Ten central trade unions on Monday expected 20 crore workers to respond to their call for a nationwide general strike on January 8 and 9.
The strike was called in protest against the Modi government’s “anti-worker, anti-national” policies, including unilateral labour law reforms, privatisation of public sector entities, policies encouraging contract work and destroying job security, and the proposed amendment to the Trade Union Act. “This is the largest strike against this government, with more than 20 crore workers expected to participate. It is a historic moment,” Tapan Sen, general secretary of the Centre of Indian Trade Unions (CITU), said on Monday.
The strike is backed by all central trade unions, except the Bharatiya Mazdoor Sangh, which is affiliated to the RSS.
Apart from unorganised workers, unions from a number of formal sectors, including banks, transport corporations, water, power, post, telecom, health, education, defence, coal, steel and manufacturing, are expected to participate. They have already issued notice to employers, as legally required, said Amarjeet Kaur, general secretary of the All India Trade Union Congress.
“So far, there has been no response from the Centre to our strike call. There has been no attempt to reach out to the unions,” she added.
The government has undermined the spirit of tripartism and is making labour policy without consultation with workers’ representatives, said Ms. Kaur, pointing out that the Group of Ministers on labour issues, headed by Finance Minister Arun Jaitley had not called unions for any discussion since September 2015. The Indian Labour Conference had not been held for three and a half years, and unions had boycotted the discussions on labour codes after their suggestions were rejected.

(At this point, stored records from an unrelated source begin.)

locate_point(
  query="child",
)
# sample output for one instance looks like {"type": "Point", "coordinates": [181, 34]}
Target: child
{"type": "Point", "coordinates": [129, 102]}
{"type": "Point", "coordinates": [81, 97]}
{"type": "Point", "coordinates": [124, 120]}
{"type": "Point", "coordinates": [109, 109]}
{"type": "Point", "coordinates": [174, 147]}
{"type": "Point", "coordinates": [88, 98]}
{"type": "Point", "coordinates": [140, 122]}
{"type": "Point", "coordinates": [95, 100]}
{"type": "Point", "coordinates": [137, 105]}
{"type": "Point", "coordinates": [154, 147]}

“Ever since the strike call has been made, the Modi government has increased its pace of attacks on workers instead of dialogue with the unions,” said Mr. Sen.
A CITU statement condemned the Delhi government, under the order of the Lieutenant Governor, for evoking the Essential Services Maintenance Act (ESMA) against employees of power utilities in the capital, barring them from joining the strike. State governments, including West Bengal and Tamil Nadu, have also threatened workers with termination of service, service break and eight-day wage cuts, it said.